McGeary was not surprised that cognitive processing therapy led to significant and lasting improvements in PTSD symptoms but on its own did not improve headache disability.
“We knew that cognitive processing therapy would be effective for PTSD,” he says. “There is a very long and deep research literature supporting cognitive processing therapy for PTSD. Because we chose to use cognitive processing therapy as-is without tailoring it to headaches, for example, I didn’t anticipate a major change in headache.”
The “logical next step,” McGeary says, is to test drugs in combination with CBTH.

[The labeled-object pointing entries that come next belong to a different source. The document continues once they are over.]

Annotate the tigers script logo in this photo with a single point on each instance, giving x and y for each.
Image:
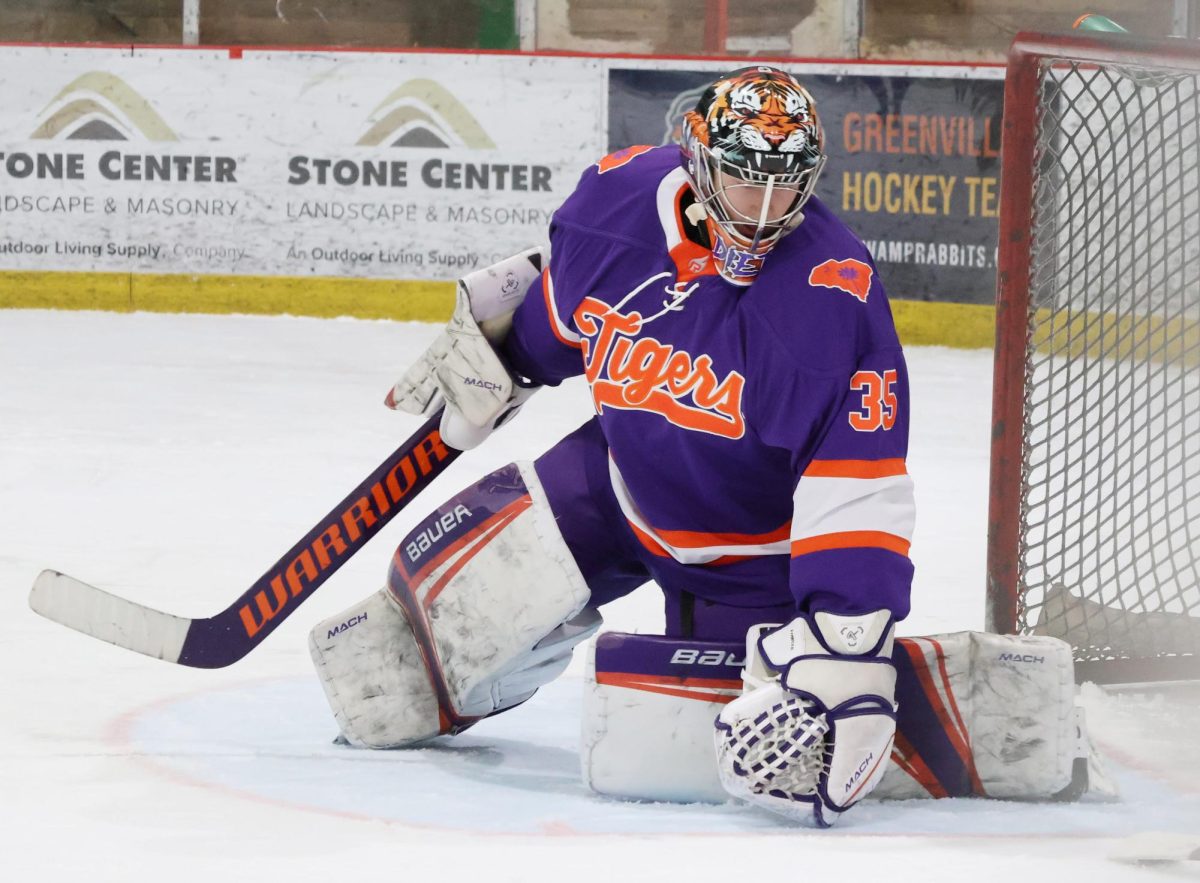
(641, 373)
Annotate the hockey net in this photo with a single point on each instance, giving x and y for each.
(1095, 511)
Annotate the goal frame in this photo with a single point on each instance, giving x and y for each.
(1013, 331)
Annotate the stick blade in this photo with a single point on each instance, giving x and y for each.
(91, 611)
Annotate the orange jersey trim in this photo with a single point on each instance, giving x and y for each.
(667, 685)
(657, 548)
(697, 539)
(856, 468)
(851, 539)
(547, 288)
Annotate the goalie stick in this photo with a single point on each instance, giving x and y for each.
(226, 637)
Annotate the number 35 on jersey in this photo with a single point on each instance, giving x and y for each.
(877, 408)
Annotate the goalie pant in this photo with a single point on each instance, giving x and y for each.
(493, 593)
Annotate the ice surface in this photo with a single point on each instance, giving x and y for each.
(171, 460)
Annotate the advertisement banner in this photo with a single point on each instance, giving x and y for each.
(913, 163)
(287, 163)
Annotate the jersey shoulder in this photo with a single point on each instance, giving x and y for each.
(820, 295)
(618, 194)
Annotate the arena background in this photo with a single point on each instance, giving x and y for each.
(353, 160)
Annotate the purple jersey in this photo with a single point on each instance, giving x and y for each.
(741, 421)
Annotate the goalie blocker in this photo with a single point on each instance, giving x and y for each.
(484, 605)
(979, 715)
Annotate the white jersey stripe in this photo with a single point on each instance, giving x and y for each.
(562, 331)
(823, 505)
(689, 554)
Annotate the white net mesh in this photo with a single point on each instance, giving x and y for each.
(1110, 512)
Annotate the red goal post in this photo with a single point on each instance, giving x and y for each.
(1095, 487)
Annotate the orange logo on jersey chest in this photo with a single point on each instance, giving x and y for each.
(850, 276)
(641, 373)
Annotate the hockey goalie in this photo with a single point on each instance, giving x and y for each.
(747, 457)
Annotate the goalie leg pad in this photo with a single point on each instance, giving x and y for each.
(484, 605)
(648, 709)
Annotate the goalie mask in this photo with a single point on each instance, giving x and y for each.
(754, 149)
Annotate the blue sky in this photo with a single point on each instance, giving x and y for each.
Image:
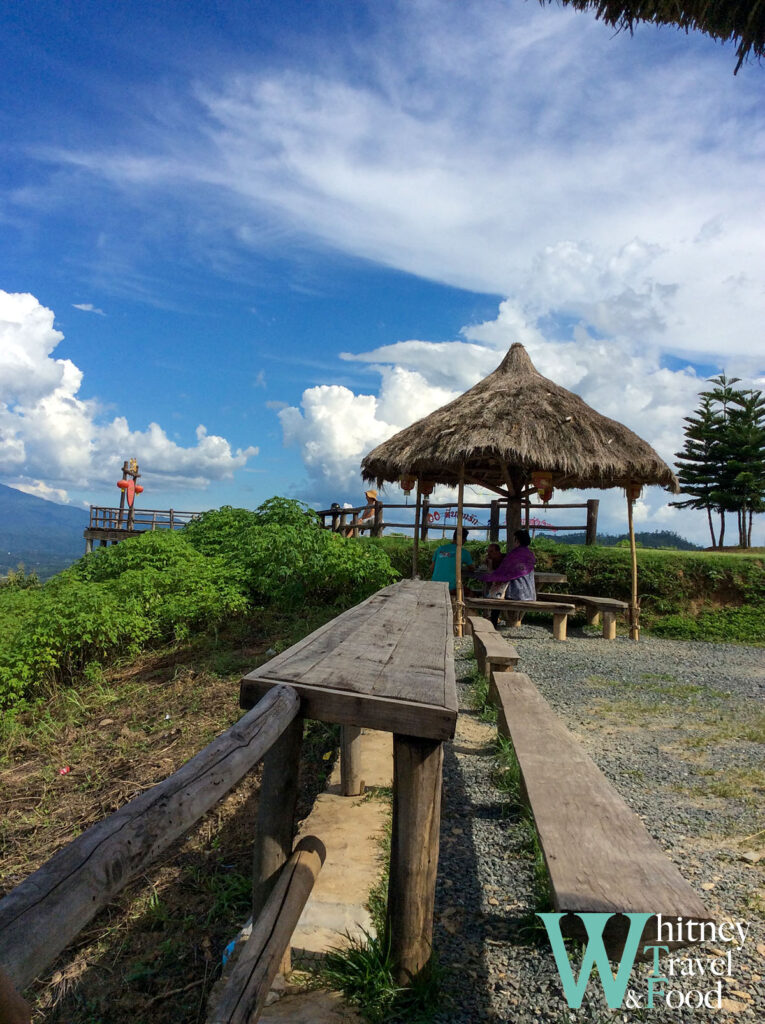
(281, 231)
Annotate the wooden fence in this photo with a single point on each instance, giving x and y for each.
(48, 909)
(371, 518)
(110, 525)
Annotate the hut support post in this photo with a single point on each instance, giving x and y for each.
(275, 823)
(634, 606)
(592, 520)
(414, 852)
(458, 566)
(416, 544)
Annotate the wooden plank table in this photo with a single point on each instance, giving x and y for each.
(386, 664)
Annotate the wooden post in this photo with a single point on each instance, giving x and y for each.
(378, 525)
(414, 852)
(494, 522)
(351, 783)
(416, 539)
(275, 824)
(125, 468)
(634, 607)
(458, 565)
(592, 521)
(258, 964)
(424, 518)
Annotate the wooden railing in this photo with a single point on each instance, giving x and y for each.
(48, 909)
(370, 518)
(116, 518)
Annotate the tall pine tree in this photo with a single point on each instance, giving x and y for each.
(722, 465)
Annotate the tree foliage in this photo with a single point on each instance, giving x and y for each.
(722, 465)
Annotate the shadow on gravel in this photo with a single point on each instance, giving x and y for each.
(459, 933)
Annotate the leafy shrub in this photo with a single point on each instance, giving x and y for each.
(165, 585)
(281, 555)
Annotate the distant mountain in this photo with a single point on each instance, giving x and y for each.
(44, 536)
(654, 539)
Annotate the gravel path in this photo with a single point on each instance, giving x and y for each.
(668, 723)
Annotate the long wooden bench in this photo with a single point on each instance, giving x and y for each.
(599, 855)
(594, 606)
(492, 650)
(513, 610)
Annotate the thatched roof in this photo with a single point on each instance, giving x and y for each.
(515, 419)
(740, 20)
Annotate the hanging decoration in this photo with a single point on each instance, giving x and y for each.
(542, 480)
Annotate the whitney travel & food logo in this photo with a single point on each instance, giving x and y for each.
(670, 977)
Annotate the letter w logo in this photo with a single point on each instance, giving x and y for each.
(595, 954)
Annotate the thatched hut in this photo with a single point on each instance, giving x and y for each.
(739, 20)
(518, 433)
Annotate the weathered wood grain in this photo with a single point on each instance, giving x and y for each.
(42, 914)
(393, 649)
(245, 993)
(598, 852)
(414, 852)
(274, 830)
(493, 651)
(351, 782)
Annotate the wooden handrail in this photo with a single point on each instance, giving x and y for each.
(245, 993)
(44, 912)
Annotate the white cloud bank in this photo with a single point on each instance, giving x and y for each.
(52, 441)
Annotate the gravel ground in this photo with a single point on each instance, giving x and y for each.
(666, 721)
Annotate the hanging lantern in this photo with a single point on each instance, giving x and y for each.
(542, 480)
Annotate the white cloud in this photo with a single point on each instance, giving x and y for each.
(40, 489)
(493, 147)
(52, 439)
(88, 307)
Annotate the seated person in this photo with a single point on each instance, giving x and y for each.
(443, 564)
(516, 569)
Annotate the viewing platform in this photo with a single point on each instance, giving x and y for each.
(110, 525)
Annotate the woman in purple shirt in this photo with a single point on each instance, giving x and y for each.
(516, 569)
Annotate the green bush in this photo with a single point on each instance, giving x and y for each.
(166, 585)
(281, 555)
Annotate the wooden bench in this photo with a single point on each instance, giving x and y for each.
(599, 855)
(513, 610)
(594, 606)
(492, 650)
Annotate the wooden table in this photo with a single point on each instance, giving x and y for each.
(547, 578)
(386, 664)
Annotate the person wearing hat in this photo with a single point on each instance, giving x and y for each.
(371, 502)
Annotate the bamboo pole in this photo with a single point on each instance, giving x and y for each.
(458, 566)
(634, 607)
(416, 545)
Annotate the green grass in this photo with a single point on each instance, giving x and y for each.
(508, 779)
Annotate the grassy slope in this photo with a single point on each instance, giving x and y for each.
(120, 735)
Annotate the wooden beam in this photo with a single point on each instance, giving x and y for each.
(634, 606)
(414, 853)
(416, 540)
(54, 904)
(275, 824)
(351, 783)
(257, 966)
(460, 611)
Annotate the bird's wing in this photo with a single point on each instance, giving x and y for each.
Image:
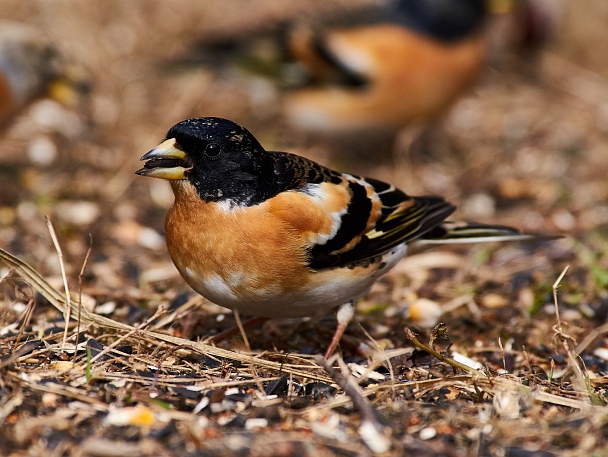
(345, 218)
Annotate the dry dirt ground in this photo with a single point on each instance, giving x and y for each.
(526, 146)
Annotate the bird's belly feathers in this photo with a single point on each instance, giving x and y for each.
(260, 269)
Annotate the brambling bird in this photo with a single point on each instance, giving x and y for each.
(31, 67)
(409, 66)
(273, 234)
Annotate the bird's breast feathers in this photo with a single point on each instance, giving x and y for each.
(259, 255)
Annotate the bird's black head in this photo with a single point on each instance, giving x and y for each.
(446, 20)
(221, 159)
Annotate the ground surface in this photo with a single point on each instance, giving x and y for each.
(527, 146)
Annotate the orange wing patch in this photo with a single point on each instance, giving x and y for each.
(315, 215)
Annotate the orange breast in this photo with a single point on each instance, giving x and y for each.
(244, 253)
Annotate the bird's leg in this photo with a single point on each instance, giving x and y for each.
(234, 330)
(344, 316)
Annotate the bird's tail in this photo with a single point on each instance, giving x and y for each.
(472, 232)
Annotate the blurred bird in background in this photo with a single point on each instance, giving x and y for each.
(407, 67)
(30, 68)
(376, 69)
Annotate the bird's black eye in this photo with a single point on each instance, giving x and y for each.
(212, 150)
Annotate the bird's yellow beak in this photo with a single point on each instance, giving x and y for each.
(165, 161)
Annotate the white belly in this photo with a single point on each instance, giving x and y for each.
(326, 290)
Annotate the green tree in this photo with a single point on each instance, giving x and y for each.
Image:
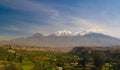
(98, 60)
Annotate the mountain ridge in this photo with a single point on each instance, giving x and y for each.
(66, 39)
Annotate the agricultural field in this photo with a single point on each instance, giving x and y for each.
(17, 59)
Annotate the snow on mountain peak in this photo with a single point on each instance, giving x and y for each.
(63, 33)
(79, 33)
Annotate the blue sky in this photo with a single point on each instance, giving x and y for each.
(21, 18)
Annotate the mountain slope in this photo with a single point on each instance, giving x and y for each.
(65, 39)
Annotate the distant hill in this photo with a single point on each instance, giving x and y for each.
(66, 39)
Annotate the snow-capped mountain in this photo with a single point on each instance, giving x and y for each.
(70, 33)
(66, 38)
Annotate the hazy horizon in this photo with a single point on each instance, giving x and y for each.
(21, 18)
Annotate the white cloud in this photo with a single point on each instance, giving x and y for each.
(29, 6)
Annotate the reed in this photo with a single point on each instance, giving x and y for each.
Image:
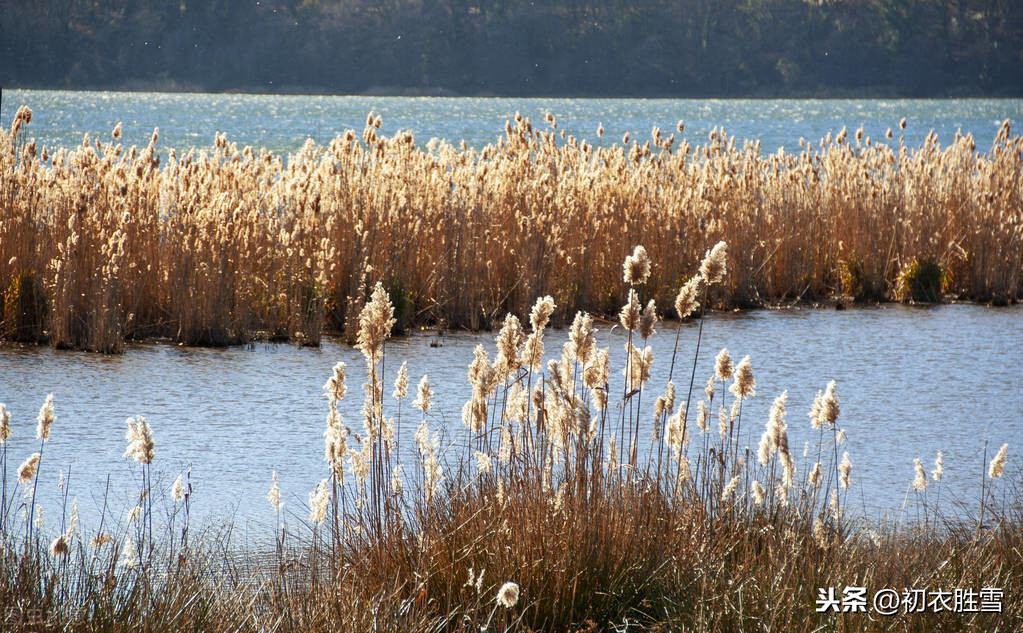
(552, 512)
(102, 243)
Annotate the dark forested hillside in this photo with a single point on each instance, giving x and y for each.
(520, 47)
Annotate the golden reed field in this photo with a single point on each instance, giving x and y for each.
(102, 243)
(565, 505)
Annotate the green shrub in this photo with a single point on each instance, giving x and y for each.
(923, 281)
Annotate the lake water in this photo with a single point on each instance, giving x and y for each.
(281, 124)
(912, 380)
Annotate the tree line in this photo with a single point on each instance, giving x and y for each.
(520, 47)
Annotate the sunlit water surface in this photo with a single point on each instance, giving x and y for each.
(912, 380)
(281, 124)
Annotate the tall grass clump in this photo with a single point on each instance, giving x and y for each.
(219, 246)
(569, 500)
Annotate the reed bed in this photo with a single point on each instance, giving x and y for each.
(562, 506)
(100, 243)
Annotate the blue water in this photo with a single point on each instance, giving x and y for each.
(912, 380)
(281, 124)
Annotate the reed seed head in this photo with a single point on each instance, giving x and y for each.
(318, 501)
(723, 368)
(583, 337)
(507, 595)
(540, 314)
(745, 385)
(273, 495)
(27, 471)
(758, 492)
(714, 265)
(375, 322)
(178, 491)
(938, 467)
(636, 267)
(843, 470)
(729, 489)
(140, 444)
(920, 481)
(45, 419)
(687, 300)
(830, 405)
(997, 465)
(630, 314)
(649, 320)
(401, 382)
(4, 423)
(59, 546)
(424, 395)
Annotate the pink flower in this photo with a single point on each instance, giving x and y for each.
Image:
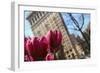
(28, 58)
(40, 46)
(43, 46)
(54, 39)
(50, 56)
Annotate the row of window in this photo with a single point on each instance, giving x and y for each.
(37, 16)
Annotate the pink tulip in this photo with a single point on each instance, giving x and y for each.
(43, 46)
(40, 46)
(50, 56)
(28, 58)
(54, 39)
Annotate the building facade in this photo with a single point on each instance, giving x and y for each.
(42, 22)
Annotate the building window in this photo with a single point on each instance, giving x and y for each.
(38, 15)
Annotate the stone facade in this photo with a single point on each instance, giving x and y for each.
(42, 22)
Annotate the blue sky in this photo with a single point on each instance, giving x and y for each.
(67, 20)
(78, 17)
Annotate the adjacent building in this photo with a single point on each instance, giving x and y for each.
(42, 22)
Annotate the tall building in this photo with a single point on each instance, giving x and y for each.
(41, 22)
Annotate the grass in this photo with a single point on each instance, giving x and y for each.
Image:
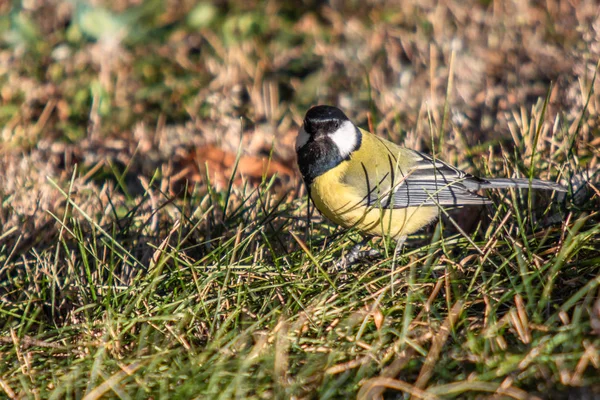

“Our behavioral treatment worked well for disability but did not meaningfully address headache intensity or duration, whereas drugs are likely to better address the pain but may not influence disability,” he says. “Combining them may drastically improve outcomes overall. We are planning to study this next and are seeking partners in VA to do so.”
Currently, McGeary and his team are launching a multisite trial to see if there is a type of Veteran with posttraumatic headache who responds well to CBTH. The findings of the trial will help clinicians target the therapy to Veterans most likely to benefit.
The trial is testing CBTH at three VA medical centers and four Department of Defense medical facilities to find variations in treatment response based on where people live, along with cultural, gender, racial, and ethnic differences. In the trial, the researchers are also testing a telehealth version of CBTH to see if it maintains its efficacy when delivered remotely. The study will include about 600 participants.
McGeary hopes VA clinicians will ultimately incorporate CBTH into their treatment of Veterans with posttraumatic headache.
“Because CBTH is easy to teach to clinicians and has a low-risk profile, there’s little reason not to do it,” he says. “The findings from our studies will help clinicians target CBTH to Veterans who are most likely to benefit.”